Today, the world’s population is projected to reach 7 billion – that’s the claim made by UNFPA, the United Nations Population Fund, in its report last week, The State of World Population 2011.
How should we engage with this statistic? What does it mean?
A headline figure such as this is bound to invoke the Malthusian nightmare of popular imagination. And yet, if you look behind the figure you discover that global population growth rates have fallen to 1.15 per cent a year, down from the peak of 2.19 per cent a year in 1963. If the growth rates continue to decline then the world’s population will be on course to stabilise within the century.

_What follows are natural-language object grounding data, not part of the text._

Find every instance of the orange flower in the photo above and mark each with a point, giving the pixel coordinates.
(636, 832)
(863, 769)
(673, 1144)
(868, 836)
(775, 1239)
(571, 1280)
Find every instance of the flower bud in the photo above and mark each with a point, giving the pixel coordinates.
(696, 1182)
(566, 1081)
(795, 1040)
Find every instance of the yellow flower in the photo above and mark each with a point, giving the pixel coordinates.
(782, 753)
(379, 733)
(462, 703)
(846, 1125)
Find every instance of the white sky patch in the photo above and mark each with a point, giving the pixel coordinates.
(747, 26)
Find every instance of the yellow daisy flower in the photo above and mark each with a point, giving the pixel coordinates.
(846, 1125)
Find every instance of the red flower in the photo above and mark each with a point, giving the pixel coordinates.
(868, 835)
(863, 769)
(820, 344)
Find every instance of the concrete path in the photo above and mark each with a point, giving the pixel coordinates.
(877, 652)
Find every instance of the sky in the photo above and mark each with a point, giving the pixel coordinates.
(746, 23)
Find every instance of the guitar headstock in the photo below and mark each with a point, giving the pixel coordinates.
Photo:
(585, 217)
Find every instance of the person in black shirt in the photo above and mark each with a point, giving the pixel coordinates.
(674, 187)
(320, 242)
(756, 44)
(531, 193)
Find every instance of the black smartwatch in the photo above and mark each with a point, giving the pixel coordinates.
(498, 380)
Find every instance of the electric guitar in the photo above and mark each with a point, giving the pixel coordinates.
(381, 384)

The headline figure suggests that more people are living longer and more children are surviving. This is surely something to celebrate. And yet, it remains true, that not everyone has benefited from this achievement or from the higher quality of life that this implies. Disparities exist between and within countries as well and between social groupings.

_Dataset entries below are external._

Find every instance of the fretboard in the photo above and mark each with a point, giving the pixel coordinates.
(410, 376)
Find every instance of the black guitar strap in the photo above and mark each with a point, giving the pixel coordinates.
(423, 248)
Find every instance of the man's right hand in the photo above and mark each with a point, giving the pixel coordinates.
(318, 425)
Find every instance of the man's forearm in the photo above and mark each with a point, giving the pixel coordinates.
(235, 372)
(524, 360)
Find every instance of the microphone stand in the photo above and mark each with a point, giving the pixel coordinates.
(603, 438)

There are 215 million women of child-bearing age in developing countries who would use family planning IF they had access to it. There are millions of adolescent girls and boys in the developing world who have too little access to sex education and counseling and information about how to prevent pregnancies or protect themselves from HIV.
All of this is to suggest that the issue of population size isn’t just a matter of space, it is also a matter of equity, opportunity and social justice. How we chart a development pathway that promotes equality rather than exacerbates or reinforces inequalities is more important than ever.